Bagi mayoritas orang, situasi ini adalah High Perceived Risk – High Potential Gain. Risiko bila berhadapan dengan polisi sudah pasti tinggi apalagi bila merembet ke pembekuan rekening.
Namun, bagi investor yang paham betul mengenai situasi ini, mereka malah membeli saham perusahaan tersebut karena situasi ini adalah Low Perceived Risk – High Potential Gain. Memang betul kantor pusat perusahaan disegel, namun pabrik produksi di Surabaya maupun di luar kota masih tetap berjalan seperti biasa. Semisalnya kantor ini tidak dikembalikan ke perusahaan, ya paling staff di kantor harus sewa kantor baru saja. Bukan biaya yang signifikan dibanding pendapatan dari penjualan rokok.

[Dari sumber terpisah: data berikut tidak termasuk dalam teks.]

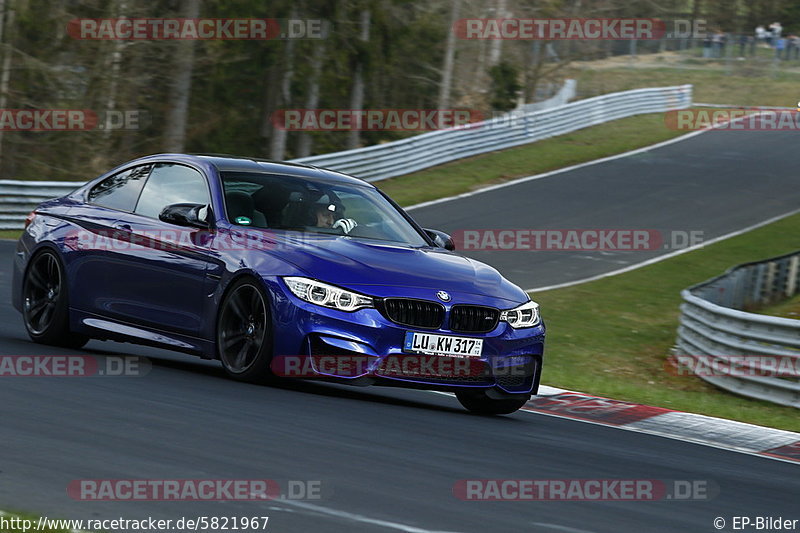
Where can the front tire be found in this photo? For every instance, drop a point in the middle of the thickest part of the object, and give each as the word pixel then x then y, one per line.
pixel 478 402
pixel 244 332
pixel 45 303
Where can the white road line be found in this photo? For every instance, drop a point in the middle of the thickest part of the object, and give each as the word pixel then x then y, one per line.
pixel 359 518
pixel 560 528
pixel 653 431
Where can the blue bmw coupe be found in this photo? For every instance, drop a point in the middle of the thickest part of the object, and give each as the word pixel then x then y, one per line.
pixel 278 270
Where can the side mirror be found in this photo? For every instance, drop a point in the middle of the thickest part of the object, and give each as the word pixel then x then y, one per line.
pixel 190 215
pixel 441 239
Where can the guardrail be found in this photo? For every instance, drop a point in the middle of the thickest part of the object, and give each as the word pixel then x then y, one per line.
pixel 396 158
pixel 746 353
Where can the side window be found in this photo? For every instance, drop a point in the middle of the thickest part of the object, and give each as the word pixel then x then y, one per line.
pixel 121 190
pixel 172 184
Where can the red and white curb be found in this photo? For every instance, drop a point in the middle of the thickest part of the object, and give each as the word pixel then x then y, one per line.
pixel 689 427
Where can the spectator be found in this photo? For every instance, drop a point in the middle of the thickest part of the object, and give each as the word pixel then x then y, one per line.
pixel 744 40
pixel 780 44
pixel 761 34
pixel 776 29
pixel 707 46
pixel 718 41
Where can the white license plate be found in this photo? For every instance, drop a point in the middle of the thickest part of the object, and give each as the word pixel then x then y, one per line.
pixel 428 343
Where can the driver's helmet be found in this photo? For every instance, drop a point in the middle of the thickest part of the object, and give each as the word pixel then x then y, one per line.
pixel 329 203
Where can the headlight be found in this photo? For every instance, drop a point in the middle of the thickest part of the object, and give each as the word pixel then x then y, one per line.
pixel 524 316
pixel 319 293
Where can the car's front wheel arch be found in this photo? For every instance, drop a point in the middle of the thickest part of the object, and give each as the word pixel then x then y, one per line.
pixel 244 329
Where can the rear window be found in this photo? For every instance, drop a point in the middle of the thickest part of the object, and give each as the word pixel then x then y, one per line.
pixel 120 191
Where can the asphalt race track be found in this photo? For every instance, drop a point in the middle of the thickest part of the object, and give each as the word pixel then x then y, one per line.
pixel 715 183
pixel 386 459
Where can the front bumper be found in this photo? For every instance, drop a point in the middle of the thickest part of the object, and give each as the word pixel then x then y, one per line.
pixel 364 347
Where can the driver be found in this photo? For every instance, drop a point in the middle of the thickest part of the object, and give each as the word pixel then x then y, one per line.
pixel 328 215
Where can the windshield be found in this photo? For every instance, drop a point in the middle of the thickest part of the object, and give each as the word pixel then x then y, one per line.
pixel 302 204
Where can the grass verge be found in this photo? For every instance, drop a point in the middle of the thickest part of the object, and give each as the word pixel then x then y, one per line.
pixel 611 337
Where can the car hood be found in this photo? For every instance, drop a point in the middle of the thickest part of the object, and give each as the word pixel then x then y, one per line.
pixel 355 263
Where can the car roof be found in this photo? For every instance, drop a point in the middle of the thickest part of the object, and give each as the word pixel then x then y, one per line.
pixel 228 163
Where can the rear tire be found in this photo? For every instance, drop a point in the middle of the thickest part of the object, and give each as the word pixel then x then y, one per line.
pixel 244 332
pixel 45 303
pixel 479 403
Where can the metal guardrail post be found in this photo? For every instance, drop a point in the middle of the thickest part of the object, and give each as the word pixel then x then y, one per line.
pixel 719 334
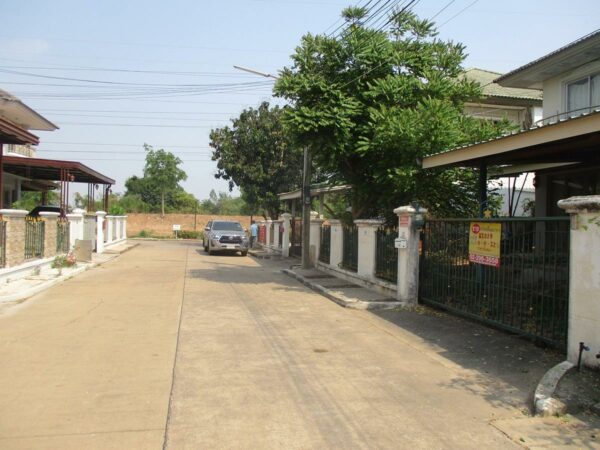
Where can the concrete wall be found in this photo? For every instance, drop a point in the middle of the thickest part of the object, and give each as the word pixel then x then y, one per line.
pixel 163 226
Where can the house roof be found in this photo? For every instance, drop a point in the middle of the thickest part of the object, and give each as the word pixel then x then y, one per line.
pixel 14 110
pixel 50 170
pixel 571 140
pixel 486 79
pixel 571 56
pixel 11 133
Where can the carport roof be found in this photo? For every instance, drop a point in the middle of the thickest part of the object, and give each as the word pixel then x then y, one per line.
pixel 50 170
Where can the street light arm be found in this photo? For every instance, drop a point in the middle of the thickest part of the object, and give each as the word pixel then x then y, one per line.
pixel 256 72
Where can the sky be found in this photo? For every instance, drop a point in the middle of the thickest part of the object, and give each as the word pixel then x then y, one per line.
pixel 115 75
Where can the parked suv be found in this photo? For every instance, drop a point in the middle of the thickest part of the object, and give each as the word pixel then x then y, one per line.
pixel 225 236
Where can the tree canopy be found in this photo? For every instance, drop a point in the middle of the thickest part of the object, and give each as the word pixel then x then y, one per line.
pixel 370 103
pixel 256 154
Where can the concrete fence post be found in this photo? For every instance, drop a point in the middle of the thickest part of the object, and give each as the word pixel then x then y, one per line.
pixel 100 215
pixel 110 223
pixel 268 233
pixel 584 278
pixel 276 225
pixel 287 228
pixel 315 237
pixel 408 255
pixel 50 232
pixel 336 244
pixel 15 236
pixel 367 247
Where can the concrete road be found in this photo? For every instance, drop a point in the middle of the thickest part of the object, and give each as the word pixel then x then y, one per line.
pixel 166 346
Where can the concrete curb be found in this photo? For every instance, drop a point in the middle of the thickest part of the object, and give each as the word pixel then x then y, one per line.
pixel 543 402
pixel 30 292
pixel 340 300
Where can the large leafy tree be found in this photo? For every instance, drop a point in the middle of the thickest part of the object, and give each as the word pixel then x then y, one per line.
pixel 256 154
pixel 370 103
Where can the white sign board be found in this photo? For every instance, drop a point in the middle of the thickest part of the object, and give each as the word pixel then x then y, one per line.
pixel 400 243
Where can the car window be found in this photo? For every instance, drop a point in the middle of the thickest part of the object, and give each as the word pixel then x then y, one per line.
pixel 227 226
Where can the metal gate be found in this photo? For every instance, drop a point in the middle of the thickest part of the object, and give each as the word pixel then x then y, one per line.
pixel 527 294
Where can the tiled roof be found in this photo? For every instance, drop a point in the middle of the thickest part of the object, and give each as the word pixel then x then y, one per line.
pixel 486 79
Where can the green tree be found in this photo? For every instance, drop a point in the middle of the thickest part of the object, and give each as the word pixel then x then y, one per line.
pixel 370 103
pixel 256 154
pixel 162 173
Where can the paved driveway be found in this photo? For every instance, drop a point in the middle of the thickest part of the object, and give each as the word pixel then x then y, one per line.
pixel 168 346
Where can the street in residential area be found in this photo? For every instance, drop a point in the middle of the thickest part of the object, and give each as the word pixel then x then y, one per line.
pixel 167 347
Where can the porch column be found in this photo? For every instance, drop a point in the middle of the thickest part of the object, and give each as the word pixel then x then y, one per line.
pixel 276 225
pixel 75 226
pixel 408 255
pixel 100 231
pixel 15 236
pixel 367 245
pixel 50 232
pixel 315 237
pixel 584 278
pixel 268 233
pixel 285 241
pixel 110 223
pixel 336 248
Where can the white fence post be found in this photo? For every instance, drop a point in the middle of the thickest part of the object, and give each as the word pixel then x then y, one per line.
pixel 75 226
pixel 336 243
pixel 315 237
pixel 584 281
pixel 100 231
pixel 285 241
pixel 367 246
pixel 408 255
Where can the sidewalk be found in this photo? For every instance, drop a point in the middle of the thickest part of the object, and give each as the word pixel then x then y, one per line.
pixel 506 369
pixel 22 288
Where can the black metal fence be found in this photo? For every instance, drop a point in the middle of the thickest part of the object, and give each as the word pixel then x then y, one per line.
pixel 296 237
pixel 34 238
pixel 386 254
pixel 325 244
pixel 527 294
pixel 2 243
pixel 350 248
pixel 62 236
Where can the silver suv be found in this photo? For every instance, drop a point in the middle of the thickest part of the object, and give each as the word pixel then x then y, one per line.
pixel 225 235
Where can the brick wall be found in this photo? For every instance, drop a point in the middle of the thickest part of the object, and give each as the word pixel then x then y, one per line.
pixel 156 225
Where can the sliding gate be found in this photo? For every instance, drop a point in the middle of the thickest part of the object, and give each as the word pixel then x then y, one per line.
pixel 527 294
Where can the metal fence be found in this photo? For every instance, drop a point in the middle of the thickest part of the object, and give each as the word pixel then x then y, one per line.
pixel 34 238
pixel 350 248
pixel 527 294
pixel 386 254
pixel 296 237
pixel 325 244
pixel 2 243
pixel 62 236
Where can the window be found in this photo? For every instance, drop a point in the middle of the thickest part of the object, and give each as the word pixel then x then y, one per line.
pixel 583 94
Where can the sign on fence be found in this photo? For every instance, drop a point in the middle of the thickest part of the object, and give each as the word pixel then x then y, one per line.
pixel 484 243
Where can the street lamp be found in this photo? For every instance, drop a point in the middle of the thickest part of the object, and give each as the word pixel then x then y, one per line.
pixel 305 185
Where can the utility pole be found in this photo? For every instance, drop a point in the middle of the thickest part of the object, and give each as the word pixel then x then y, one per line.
pixel 306 210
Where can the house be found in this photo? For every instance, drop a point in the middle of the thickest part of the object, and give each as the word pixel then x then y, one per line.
pixel 562 150
pixel 522 107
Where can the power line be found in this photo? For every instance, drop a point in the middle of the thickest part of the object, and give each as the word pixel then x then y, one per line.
pixel 457 14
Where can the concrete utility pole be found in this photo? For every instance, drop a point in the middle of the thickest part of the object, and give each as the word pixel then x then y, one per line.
pixel 306 210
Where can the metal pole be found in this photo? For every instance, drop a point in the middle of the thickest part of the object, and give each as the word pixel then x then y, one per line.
pixel 482 188
pixel 306 210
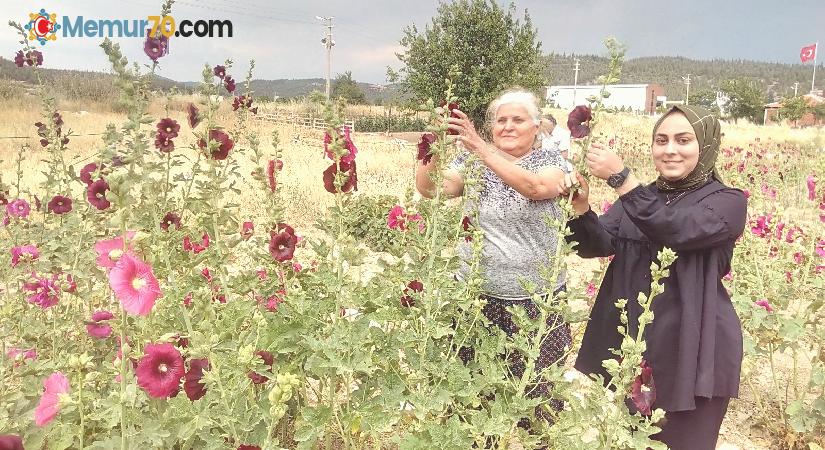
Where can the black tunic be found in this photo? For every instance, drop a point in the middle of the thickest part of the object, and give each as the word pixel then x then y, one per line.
pixel 694 344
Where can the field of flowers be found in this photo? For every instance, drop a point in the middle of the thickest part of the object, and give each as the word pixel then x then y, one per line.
pixel 189 277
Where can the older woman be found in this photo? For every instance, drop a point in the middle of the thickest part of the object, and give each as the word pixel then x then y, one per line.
pixel 518 188
pixel 694 345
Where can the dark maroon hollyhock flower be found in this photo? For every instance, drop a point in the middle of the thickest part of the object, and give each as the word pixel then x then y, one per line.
pixel 268 359
pixel 643 390
pixel 192 380
pixel 170 219
pixel 348 169
pixel 193 115
pixel 163 144
pixel 160 370
pixel 577 121
pixel 155 47
pixel 168 128
pixel 229 84
pixel 424 154
pixel 96 194
pixel 414 286
pixel 60 204
pixel 87 171
pixel 225 144
pixel 282 243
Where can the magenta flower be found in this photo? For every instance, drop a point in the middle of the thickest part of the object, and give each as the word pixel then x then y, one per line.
pixel 192 115
pixel 643 390
pixel 134 285
pixel 55 385
pixel 578 120
pixel 811 182
pixel 424 144
pixel 24 252
pixel 96 194
pixel 44 291
pixel 110 250
pixel 192 384
pixel 763 303
pixel 18 208
pixel 97 327
pixel 160 370
pixel 224 144
pixel 60 204
pixel 415 286
pixel 282 243
pixel 168 128
pixel 168 220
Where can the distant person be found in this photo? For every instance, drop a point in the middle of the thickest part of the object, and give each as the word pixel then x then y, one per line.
pixel 694 345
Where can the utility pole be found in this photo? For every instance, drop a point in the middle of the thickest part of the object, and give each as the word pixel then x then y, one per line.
pixel 575 81
pixel 328 43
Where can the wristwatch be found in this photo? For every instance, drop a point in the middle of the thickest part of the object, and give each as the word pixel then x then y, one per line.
pixel 618 179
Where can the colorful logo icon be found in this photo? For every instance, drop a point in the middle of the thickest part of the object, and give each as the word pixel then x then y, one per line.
pixel 42 27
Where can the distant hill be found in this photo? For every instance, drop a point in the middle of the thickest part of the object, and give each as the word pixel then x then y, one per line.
pixel 776 79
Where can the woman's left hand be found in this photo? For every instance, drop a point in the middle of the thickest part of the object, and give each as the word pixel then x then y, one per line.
pixel 603 162
pixel 467 134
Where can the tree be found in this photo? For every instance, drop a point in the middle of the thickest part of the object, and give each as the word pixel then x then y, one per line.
pixel 793 109
pixel 344 86
pixel 491 48
pixel 745 100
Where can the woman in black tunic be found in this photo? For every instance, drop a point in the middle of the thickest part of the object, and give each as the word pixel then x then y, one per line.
pixel 694 344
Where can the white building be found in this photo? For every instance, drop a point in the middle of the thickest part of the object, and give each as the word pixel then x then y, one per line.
pixel 643 98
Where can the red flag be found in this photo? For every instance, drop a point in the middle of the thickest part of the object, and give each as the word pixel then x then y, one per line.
pixel 807 53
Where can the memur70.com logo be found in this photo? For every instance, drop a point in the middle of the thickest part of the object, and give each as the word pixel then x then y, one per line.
pixel 44 27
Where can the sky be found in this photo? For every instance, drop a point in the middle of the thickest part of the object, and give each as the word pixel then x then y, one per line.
pixel 284 37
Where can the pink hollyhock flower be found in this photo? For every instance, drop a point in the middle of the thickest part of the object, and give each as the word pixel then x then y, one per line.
pixel 97 327
pixel 811 182
pixel 160 370
pixel 247 229
pixel 18 208
pixel 643 390
pixel 25 252
pixel 192 384
pixel 134 285
pixel 415 286
pixel 60 204
pixel 763 303
pixel 109 251
pixel 55 385
pixel 44 291
pixel 268 360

Lebih lagi, setelah tahu akar masalahnya, risiko pembekuan rekening bank itu juga hampir tidak mungkin terjadi.
Penurunan harga saham dengan cepat juga memberikan potensi gain yang besar, apalagi seperti saya sebutkan di atas bahwa tahun ini adalah tahun yang sangat baik bagi perusahaan.
Tentu saja, sering terjadi keadaan yang terbalik di mana menurut orang awam ada situasi yang Low Perceived Risk – Low Potential Gain padahal aslinya High Perceived Risk – Low Potential Gain. Contoh sederhananya ketika ada perusahaan consumer goods yang sudah sangat terkenal dan produknya sudah terjual hingga pelosok desa. Karena kekuatan perusahaan dan track record yang bagus maka harga sahamnya juga konsisten naik selama 10 tahun terakhir.
Namun karena perusahaan ini bergerak di bidang kebutuhan sehari-hari, maka kompetitornya sangat banyak. Pada saat pandemi COVID-19 tahun 2020, banyak perusahaan yang harus tutup untuk mengindari penyebaran virus ini. Hal ini menyebabkan krisis supply chain yang sangat mempengaruhi perusahaan, terutama yang besar. Karena itu, mulai banyak muncul perusahaan kecil yang tidak terlalu terpengaruhi oleh supply chain. Akhirnya perlahan market share perusahaan besar pun terkikis oleh kompetitor-kompetitor ini.
Di sisi lain, karena size dan jangkauan distribusinya sudah sangat lengkap. Perusahaan besar ini sudah tidak memiliki cukup ruang untuk bertumbuh. Bila semua orang sudah punya barangnya, mau jual kemana lagi?
Maka, perusahaan ini harus melawan banyak kompetitor kecil yang memakan market share-nya dan mereka juga tidak punya ruang bertumbuh yang cukup. Jadi, investor yang paham harusnya menghindari aset saham perusahaan ini karena memiliki profil High Perceived Risk – Low Potential Gain.
Kesimpulannya. High Risk – High Gain & Low Risk – Low Gain kurang tepat karena persepsi risiko dan potensi hasil tiap orang berbeda tergantung pemahaman masing-masing. Maka kalimat yang tepat harusnya High Perceived Risk – High Potential Gain & Low Perceived Risk – Low Potential Gain. Namun, karena mayoritas orang tetap mempercayai konsep yang kurang tepat itu, kita malah memiliki kesempatan untuk berinvestasi atau menghindari aset yang salah persepsi itu.